The coalition political party has in the past hit out at the government for suggesting that their meetings with the public were intended to be demonstrations.

Azimio now calls the public to come in large numbers and attend the rally which is normally decorated with loud contemporary music often with a political tone, an enthralling MC and politicians.

Azimio echelon

In the maiden public meeting last year, Raila was escorted by the top echelon of Azimio like Wiper leader Kalonzo Musyoka, Narc Kenya leader Martha Karua, former Laikipia Governor Nderitu Gahagua and former Kakamega Governor Wycliffe Oparanya together with more than 20 other politicians in different levels of government.

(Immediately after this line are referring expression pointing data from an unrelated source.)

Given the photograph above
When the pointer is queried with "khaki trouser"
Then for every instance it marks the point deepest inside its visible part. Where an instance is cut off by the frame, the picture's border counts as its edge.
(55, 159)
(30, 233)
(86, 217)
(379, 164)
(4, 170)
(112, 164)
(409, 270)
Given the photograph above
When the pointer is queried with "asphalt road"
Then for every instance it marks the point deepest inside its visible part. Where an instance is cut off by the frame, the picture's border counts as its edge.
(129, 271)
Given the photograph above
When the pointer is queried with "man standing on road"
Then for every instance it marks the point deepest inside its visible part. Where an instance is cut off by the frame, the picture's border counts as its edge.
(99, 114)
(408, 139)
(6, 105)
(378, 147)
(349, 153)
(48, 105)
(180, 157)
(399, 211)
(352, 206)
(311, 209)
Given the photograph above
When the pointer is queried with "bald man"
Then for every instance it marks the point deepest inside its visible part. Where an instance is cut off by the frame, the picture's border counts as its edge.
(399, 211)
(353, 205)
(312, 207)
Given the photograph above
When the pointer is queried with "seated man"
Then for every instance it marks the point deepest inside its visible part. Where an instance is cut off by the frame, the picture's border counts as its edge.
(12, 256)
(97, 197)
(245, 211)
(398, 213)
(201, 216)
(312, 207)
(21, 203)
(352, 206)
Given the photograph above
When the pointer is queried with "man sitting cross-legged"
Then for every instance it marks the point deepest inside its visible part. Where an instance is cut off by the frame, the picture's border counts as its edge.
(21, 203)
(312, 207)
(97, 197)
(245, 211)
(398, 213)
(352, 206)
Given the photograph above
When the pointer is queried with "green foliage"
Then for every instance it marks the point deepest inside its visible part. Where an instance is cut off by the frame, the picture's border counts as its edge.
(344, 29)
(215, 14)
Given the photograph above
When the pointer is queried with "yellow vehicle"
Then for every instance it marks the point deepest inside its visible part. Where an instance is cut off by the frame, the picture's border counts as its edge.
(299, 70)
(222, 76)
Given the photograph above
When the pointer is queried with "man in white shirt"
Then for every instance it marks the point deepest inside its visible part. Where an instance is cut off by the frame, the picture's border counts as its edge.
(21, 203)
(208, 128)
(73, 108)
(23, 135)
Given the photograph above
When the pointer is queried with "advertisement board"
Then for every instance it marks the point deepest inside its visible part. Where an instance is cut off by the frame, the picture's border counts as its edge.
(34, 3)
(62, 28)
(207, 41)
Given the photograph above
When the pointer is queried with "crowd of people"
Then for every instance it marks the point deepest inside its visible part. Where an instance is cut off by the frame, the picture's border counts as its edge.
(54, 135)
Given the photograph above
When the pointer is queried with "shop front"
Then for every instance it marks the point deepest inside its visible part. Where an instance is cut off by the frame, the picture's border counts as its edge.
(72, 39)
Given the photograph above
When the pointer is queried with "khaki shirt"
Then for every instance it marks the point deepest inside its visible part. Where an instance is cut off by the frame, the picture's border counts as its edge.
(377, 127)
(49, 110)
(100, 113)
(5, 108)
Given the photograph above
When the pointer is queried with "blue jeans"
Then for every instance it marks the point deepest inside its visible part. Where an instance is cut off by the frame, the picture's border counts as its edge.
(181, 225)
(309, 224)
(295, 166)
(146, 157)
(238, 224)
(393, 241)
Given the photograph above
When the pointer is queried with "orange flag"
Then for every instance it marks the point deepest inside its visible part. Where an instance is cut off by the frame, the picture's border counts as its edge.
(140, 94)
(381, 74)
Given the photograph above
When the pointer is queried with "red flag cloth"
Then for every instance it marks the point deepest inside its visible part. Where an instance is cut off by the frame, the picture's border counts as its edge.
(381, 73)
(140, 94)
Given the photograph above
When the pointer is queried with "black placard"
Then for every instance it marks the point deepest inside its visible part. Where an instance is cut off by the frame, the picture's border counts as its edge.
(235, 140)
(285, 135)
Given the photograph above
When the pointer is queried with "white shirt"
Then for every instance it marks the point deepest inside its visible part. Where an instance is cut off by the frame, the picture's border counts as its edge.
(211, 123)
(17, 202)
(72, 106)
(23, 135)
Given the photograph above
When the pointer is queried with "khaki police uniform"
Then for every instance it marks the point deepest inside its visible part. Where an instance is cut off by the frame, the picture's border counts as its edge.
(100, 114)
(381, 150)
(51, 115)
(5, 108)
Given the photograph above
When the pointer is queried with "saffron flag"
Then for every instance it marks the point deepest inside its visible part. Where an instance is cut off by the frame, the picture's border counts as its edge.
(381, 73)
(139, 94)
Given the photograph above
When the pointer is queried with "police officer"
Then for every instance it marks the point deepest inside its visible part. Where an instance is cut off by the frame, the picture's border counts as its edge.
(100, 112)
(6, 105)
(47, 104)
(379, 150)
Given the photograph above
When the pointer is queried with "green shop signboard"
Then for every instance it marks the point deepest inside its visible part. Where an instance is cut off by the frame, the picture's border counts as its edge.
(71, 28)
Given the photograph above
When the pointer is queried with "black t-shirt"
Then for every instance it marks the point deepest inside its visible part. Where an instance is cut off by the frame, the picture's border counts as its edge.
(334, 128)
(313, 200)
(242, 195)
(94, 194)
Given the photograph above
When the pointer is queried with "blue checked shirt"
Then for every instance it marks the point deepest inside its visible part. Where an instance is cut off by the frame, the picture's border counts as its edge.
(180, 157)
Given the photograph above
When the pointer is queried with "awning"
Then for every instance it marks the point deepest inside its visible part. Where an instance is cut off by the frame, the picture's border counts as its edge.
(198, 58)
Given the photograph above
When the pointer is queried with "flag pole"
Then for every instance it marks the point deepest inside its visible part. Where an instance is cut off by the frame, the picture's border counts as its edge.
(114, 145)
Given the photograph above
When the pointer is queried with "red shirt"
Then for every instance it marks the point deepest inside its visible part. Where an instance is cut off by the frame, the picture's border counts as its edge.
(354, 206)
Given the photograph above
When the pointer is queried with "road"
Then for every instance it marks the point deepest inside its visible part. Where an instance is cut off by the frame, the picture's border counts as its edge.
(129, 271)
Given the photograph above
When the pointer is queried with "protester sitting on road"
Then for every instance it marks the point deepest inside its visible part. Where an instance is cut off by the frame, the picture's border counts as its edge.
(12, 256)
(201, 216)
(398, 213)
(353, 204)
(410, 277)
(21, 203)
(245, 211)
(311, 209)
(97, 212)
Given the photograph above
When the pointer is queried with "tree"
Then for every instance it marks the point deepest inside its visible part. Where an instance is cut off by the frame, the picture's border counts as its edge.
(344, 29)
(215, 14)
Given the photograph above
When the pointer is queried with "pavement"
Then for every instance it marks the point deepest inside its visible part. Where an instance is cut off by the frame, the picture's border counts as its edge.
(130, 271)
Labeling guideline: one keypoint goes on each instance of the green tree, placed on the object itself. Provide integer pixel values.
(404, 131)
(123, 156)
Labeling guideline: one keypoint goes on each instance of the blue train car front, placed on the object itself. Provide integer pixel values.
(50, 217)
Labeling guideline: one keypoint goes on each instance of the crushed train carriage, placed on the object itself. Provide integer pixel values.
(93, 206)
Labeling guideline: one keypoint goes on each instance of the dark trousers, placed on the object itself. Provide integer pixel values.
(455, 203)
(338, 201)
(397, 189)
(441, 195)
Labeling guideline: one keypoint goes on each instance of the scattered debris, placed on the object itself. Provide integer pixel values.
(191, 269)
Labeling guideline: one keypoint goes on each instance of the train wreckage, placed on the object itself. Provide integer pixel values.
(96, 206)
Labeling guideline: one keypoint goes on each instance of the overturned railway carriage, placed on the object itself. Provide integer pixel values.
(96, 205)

Karua accused the current regime of impunity and use of force arguing that it has taken control of different arms of government to push through its agenda. She argued that the push to ouster the four IEBC Commissioners was out of political vendetta because they rejected the August 9 election that declared Ruto as president.

 Karua argued that it was within the commissioners’ rights to denounce the results.

At the time, the Azimio team argued that the government had side-lined the needs of the citizen and had resorted to rewarding allies and those who lost in the previous election, with positions in government.

With the ordinary citizen battling a harsh economic environment occasioned by inflation and high cost of living, politics has now taken a different turn with both the government and opposition settling their scores on the election issue.

President William Ruto has been at the forefront of weighing in on the election issue where he is on record praising outgoing IEBC chairperson Wafula Chebukati and his team for defending what he called an attempt to subvert the people’s sovereignty through bribes and threats.

The president alleged that there was a plot to kidnap and murder Chebukati during the last general election.

Both the president and Azimio now have the uphill task of restoring public confidence and calming the storm around the election issue by providing credible evidence about the allegations dumped in the public domain.

The IEBC whistleblower Raila will talk about alleges that more than 1000 unauthorised users were given remote access or full access allowing them to edit JPEG Forms 34B using Microsoft Word or other programs before converting them back to PNG or PDF and uploading them to the public portal.

However, Karua has argued that the only way to get to the bottom of the election conduct is for IEBC to open its servers. Servers essentially store, send and receive data.

"As citizens, we have a right to information, the truth lies in the servers. Those doubting the whistle-blowers' data should demand servers be laid bare.